Аудитория осыпается как пересохший песочный замок. Ловит себя на различных вариациях мысли «яйца курицу не учат» – и проваливается. Так и задумано. Присутствующие с яркими недостатками ревниво хмыкают, совершенно беззвучно. Сфорца впервые за все время слегка улыбается. Да, континент всосет и попросит еще. Детки де Сандовала еще учебу не закончили, и мало их.

Какая жуткая вещь случилась, следом думает Кейс. Каста жертв и каста жрецов. Алтарь великой цели. Чтобы солнце не рухнуло с орбиты, его нужно кормить. Salus populi suprema lex – каннибализм – поражение нервной системы.

– А сейчас вы начнете придумывать, какую выгоду кто извлечет из моих слов, не так ли? И придумаете. И, может быть, не ошибетесь. И очень может быть, что до тех проблем, о которых говорю я, дело просто не дойдет, потому что вы начнете конфликт раньше. Из страха друг перед другом. Вот потому я ограничиваюсь предъявлением иска от имени Карла Векшё. Мальчика, которого пришлось пристрелить, потому что он присвоил себе права на предательство и солипсизм, а они ему не по чину. – Шварц поворачивает голову, – К сожалению, господин Грин или как вас там, вы глубоко неправы. Нам нужно менять не форму правления. Нам нужно менять образ мысли.

Тишина.

– На какой? – спрашивает Фрезингер после долгой паузы.

– На прозрачность коммуникаций, презумпцию добросовестности и отсутствия манипуляций. Как? Не спрашивайте меня, я не хочу бросать дрова в топку чьей-то конспирологии.
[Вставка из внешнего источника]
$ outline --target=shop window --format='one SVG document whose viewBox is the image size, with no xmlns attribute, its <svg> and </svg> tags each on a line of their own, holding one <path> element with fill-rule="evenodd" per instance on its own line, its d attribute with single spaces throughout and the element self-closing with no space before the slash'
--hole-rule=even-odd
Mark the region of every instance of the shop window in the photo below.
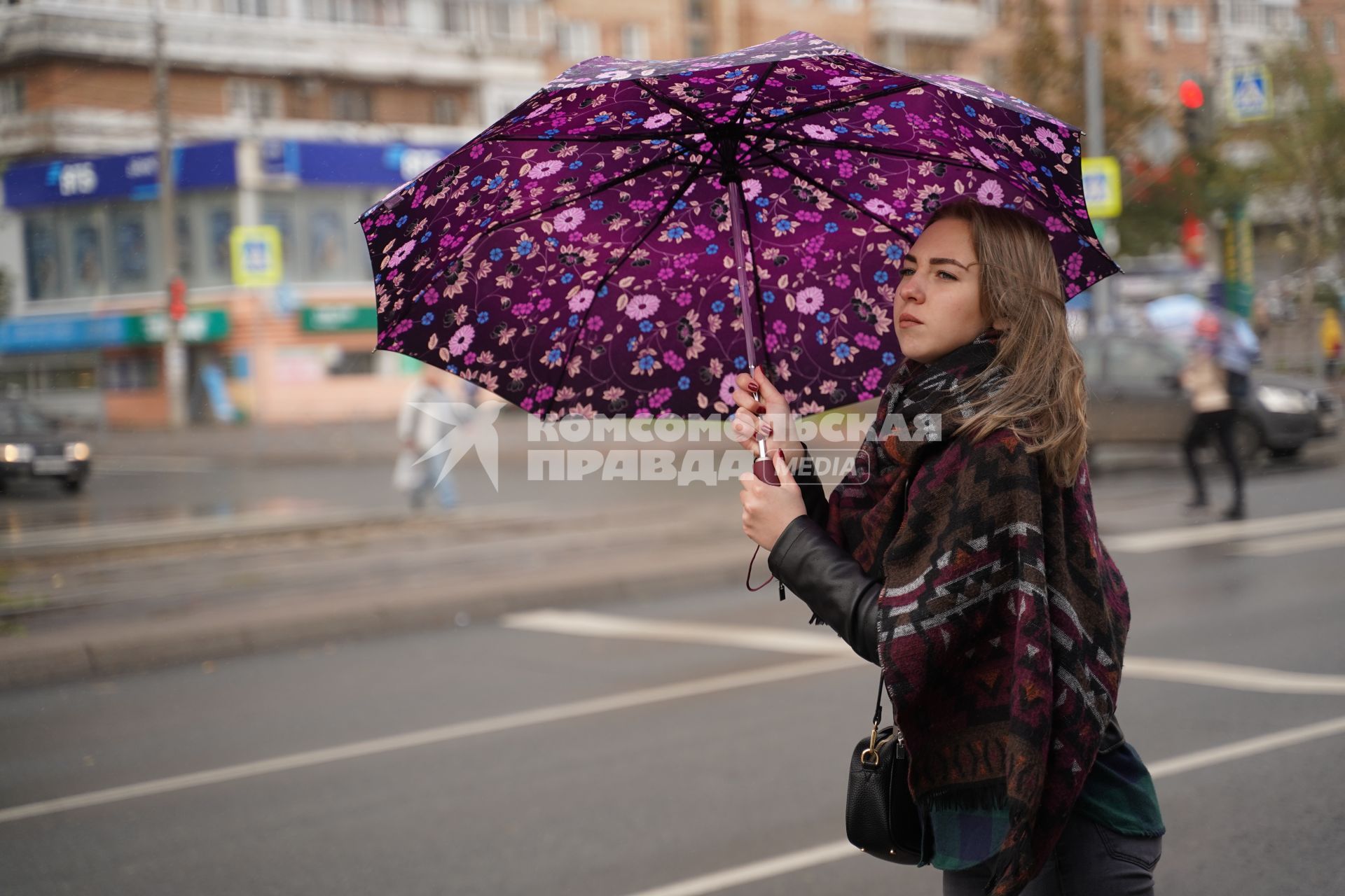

– Тогда проясните, пожалуйста, следующее. После вас заявлено выступление доктора Камински с концепцией образования в сфере безопасности. Это совпадение?

Шварц коротко, отрывисто смеется.

– Вы быстро учитесь! Чистое совпадение. С удовольствием послушаю доктора Камински.

Кейс встает, и спускается вниз, зная, что Шварц на самом деле не закончил. Черта лысого, он только начал свою педагогическую мистерию!..

Но нужно идти: ей смотрят вслед.

* * *

– Позвольте представиться, – говорит Камински, – мировое зло, женская ипостась. Доктор права, доктор психологии Кейс Камински. Полный список регалий найдите сами, в базе данных все есть, рубрикатор «Сфорца C.B.» – члены делегации. Происходящим вы обязаны мне, поскольку я захотела реформу в университете в качестве свадебного подарка. Как всякое мировое зло, я сентиментальна и питаю привязанность к этому месту. У меня там любимый дедушка преподавал, понимаете ли. И вообще все это касается лично меня.

Деметрио смеется в ладонь, делая вид, что кашляет. Не ржать невозможно. Камински – настоящее чудо. Даже после Шварца она выглядит… как хорошее, доброе шило в заднице. И несмотря на то, что эту задницу только что усадили на горячий противень, наличие Камински в зале ощущается.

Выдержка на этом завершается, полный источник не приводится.